En el artículo de hoy voy a hablar del concepto de Memento Mori: cómo surgió, en qué se diferencia del Carpe Diem, cómo pretende el estoicismo que lo interpretemos y varios ejercicios prácticos que incluyo en mi libro «Siempre en pie» y en mi programa «Memento Mori».

¿Vivirías igual si supieras que te queda poco tiempo en este mundo? Los estoicos meditaban sobre la muerte a diario, práctica conocida como «Memento Mori». El problema es que nos tomamos la respuesta un poco a broma, sin ser realmente conscientes de que, inevitablemente, algún día ocurrirá. Muchos se van por sorpresa, sin tiempo para despedirse. Vale la pena recordar la fugacidad de la vida.

Significado y origen de Memento Mori

Como decía en la introducción, el significado de Memento Mori es simple: recuerda que vas a morir. Pero este significado debe ser interpretado con cierto tiento. No significa que debamos ver nuestra vida con el pesimismo que puede implicar saber que vamos a morir, sino todo lo contrario: valorando cada minuto. Cumpliendo nuestro propósito en este mundo. Abrazando el momento presente.

Tiene su origen en una costumbre de la Antigua Roma. Cuando un general desfilaba victorioso por las calles de Roma, tras él un siervo se encargaba de recordarle las limitaciones de la naturaleza humana, con el fin de impedir que incurriese en la soberbia y pretendiese, a la manera de un dios omnipotente, usar su poder tiránicamente:

«Respice post te, hominem te esse memento» («Mira hacia atrás, recuerda que sólo eres un hombre»).

¡Qué momento para recibir tal recordatorio! Imagínate estar en el momento mas glorioso de tu vida y escuchar que vas a morir! Nada como el estoicismo para tener los pies en el suelo.

Similitudes y diferencias entre Memento Mori y Carpe Diem

¿Significan lo mismo Carpe Diem y Memento Mori? Desde mi punto de vista, no.

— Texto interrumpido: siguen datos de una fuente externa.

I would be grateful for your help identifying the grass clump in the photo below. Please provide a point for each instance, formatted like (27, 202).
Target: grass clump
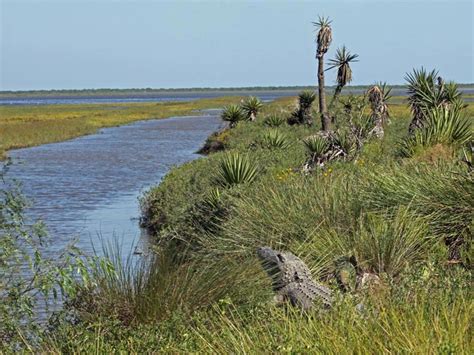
(274, 121)
(274, 139)
(233, 114)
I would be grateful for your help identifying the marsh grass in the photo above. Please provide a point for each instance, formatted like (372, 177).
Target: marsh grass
(204, 290)
(26, 126)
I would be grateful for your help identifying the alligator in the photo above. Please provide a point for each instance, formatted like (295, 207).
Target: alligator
(292, 280)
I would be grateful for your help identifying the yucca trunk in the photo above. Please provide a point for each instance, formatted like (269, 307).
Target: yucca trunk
(325, 119)
(379, 110)
(335, 97)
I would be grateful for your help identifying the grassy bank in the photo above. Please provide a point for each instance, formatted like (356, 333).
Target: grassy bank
(27, 126)
(205, 290)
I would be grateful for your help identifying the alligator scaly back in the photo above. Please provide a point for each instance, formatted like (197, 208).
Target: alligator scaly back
(292, 280)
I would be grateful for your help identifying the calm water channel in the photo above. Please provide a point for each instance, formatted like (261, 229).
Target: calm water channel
(89, 187)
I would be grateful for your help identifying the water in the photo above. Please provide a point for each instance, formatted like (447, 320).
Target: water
(264, 95)
(89, 186)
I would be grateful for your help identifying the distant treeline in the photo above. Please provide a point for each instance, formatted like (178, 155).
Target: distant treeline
(151, 91)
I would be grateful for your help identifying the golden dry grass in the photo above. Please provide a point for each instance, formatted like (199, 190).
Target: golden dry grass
(27, 126)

Aunque la idea final puede ser la misma (vive la vida mientras estés aquí), la aproximación a cómo vivir no se aborda de la misma manera. Antes de explicar ambos conceptos, insisto que soy yo quien lo entiende de esta forma y para nada estoy dogmatizando que todo el mundo deba interpretarlos igual.

En mi caso, el Memento Mori lo relaciono más con el estoicismo y el Carpe Diem con el hedonismo. Entiendo que los estoicos se aproximaban al recordatorio de que vamos a morir desde las virtudes y la serenidad estoicas. Empleando nuestro tiempo con rectitud, valores, acciones éticas orientadas al bien cómún, pero también manteniendo la calma ante las adversidades, sabiendo prescindir de los bienes exteriores siempre que se interpongan en nuestra felicidad. Tratando con justicia al prójimo, moderándonos ante los placeres, enfrentándonos a lo que nos inquieta y ponderando nuetras acciones con sabiduría.

Es decir, poniendo en perspectiva la muerte con la intención de vivir una vida plena, pero sobre todo en consonancia con lo que la muerte realmente es: una fase más de la vida.

El Carpe Diem lo entiendo como un «ya que me voy a morir, voy a vivir de la mejor forma posible». Y, aunque es un razonamiento muy válido y a primera vista podría asemejarse al Memento Mori, la aproximación es distinta y, en mi opinión, menos virtuosa. Más egoísta y menos generosa.

«Como de algo me tengo que morir, voy a echarme otro pitillo». «Esto me beneficia ahora y es lo que necesito, si perjudica a otro que se apañe por su cuenta». «Aunque no puedo costeármelo, voy a hacer este viaje porque sólo se vive una vez».

Viéndolo así, quizás no parezca la forma más inteligente de vivir.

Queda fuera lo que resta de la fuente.